"Life is not a journey to the grave with the intention of arriving safely in a pretty and well preserved body, but rather to skid in broadside, thoroughly used up, totally worn out, and loudly proclaiming -- WOW-- What a Ride!"

Monday, May 23, 2011

Beginner's Corner - Time vs. Distance

Rest day today.  Got some cross training in moving dirt around the yard.  It was a nice upper body workout.

It's time for another irregular episode of Beginner's Corner.  Today we'll look at running for time vs. distance.  There are a variety of opinions on the subject.  I'll just to try to share what I have learned so far.

When I started out with Couch to 5K I ran for time.  I'm sure some of you remember the C25K intervals.  Five minutes running, one minute walking, etc.  At the end of the program the idea was to be able to run 30 minutes or 5K.  By the end I could run 30 minutes no problem.  I couldn't go anywhere near 5K in that amount of time.  For people like me that aren't really fast (yet), running with a time goal seems more practical.  That way we don't push ourselves beyond what our body can handle and get hurt trying to hit a goal we aren't ready for.
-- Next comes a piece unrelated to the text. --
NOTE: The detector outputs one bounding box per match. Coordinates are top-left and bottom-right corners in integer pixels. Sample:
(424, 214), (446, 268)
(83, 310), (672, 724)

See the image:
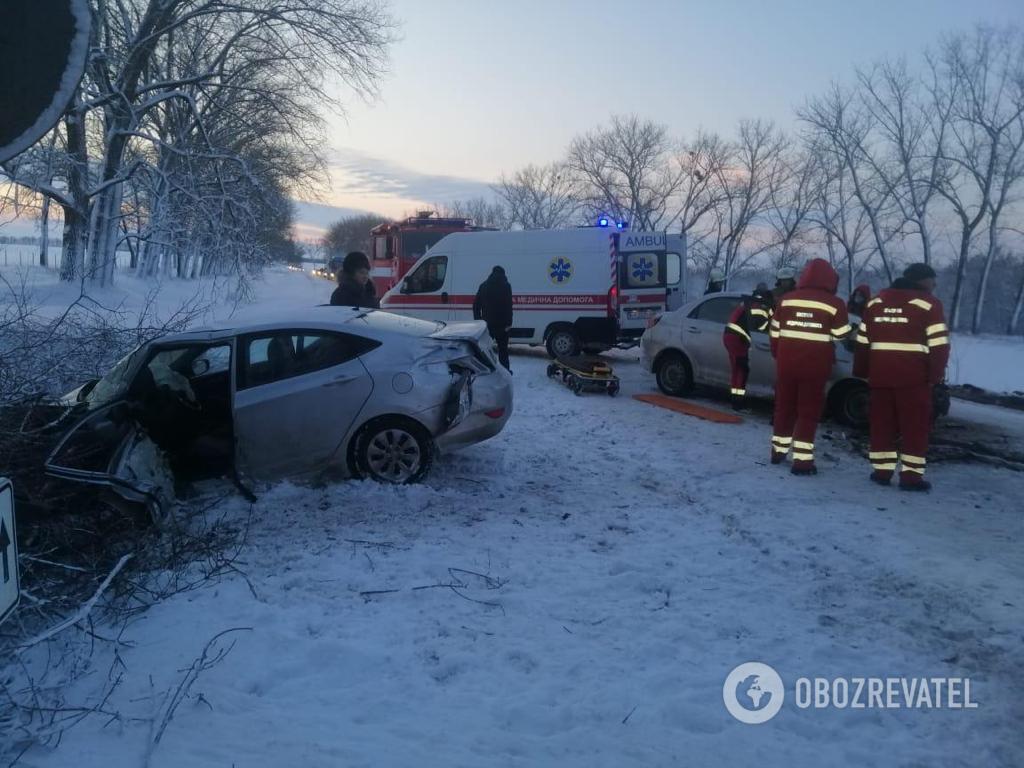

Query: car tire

For instance, I know my normal easy training pace is around 11:30 per mile.  So in an hour I can go about 5.2 miles.  Someone who's been running longer than me or who is just naturally faster might have an easy pace of around 8:30 per mile.  They would be able to go about 7 miles in the same amount of time and stress their bodies about the same as when I go 5.2 miles.
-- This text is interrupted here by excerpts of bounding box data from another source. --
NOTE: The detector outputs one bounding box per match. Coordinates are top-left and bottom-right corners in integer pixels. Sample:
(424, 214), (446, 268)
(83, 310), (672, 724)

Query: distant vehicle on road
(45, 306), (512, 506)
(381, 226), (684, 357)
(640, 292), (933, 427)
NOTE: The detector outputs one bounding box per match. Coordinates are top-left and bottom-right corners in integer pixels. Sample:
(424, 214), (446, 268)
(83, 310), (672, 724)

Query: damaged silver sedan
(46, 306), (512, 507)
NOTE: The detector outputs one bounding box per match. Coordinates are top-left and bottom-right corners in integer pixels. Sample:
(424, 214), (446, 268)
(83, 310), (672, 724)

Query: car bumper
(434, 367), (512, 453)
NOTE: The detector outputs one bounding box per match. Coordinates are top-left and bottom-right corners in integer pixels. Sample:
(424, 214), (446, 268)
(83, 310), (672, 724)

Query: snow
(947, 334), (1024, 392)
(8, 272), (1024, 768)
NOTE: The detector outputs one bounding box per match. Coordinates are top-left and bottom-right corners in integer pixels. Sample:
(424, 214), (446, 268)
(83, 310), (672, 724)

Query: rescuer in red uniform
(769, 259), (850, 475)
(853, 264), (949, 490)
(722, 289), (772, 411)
In his book "Daniels' Running Formula" coach Jack Daniels discourages long runs of much more than two hours for any ability level as he feels there are diminishing returns to runs over two hours and far greater chance of injury.  Want to go farher?  Daniels seems to encourage becoming faster over a given amount of time rather than just running for a longer amount of time.  His contention born out from a lifetime of coaching experience, is that no matter how fast or slow we are, we stress our bodies about the same over a given amount of time.

So, training by time I am controlling the amount of stress I put on my body and reducing the chance of injury.  I still measure the miles I ran later on so I can log them in the various miles games I participate in.  At this stage of my running life it's more important that I work up to two hours on my feet rather than some mileage goal for my long run.
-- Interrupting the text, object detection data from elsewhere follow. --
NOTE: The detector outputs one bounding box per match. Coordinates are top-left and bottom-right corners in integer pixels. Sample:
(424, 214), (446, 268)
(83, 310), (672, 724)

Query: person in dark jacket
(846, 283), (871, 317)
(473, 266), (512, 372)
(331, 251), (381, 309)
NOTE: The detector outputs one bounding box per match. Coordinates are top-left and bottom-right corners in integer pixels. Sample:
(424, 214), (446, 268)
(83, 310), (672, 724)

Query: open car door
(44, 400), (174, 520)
I hope this helps explain why I choose to run for time instead of distance.  Hope you all had a great Monday!


Jen said...

This is interesting. I have been thinking about kicking back to running for time vs. distance lately. I get a little "number" crazed I think. Running for time would be an easier way for me to go back to enjoying the time I'm spending in the moment vs. focusing on the mile marker beep. I've been meaning to read Daniels...

Michael Smith said...

@Jen You will enjoy Daniels book. It is pretty heavy on the technical stuff, but there is lots of good information in there.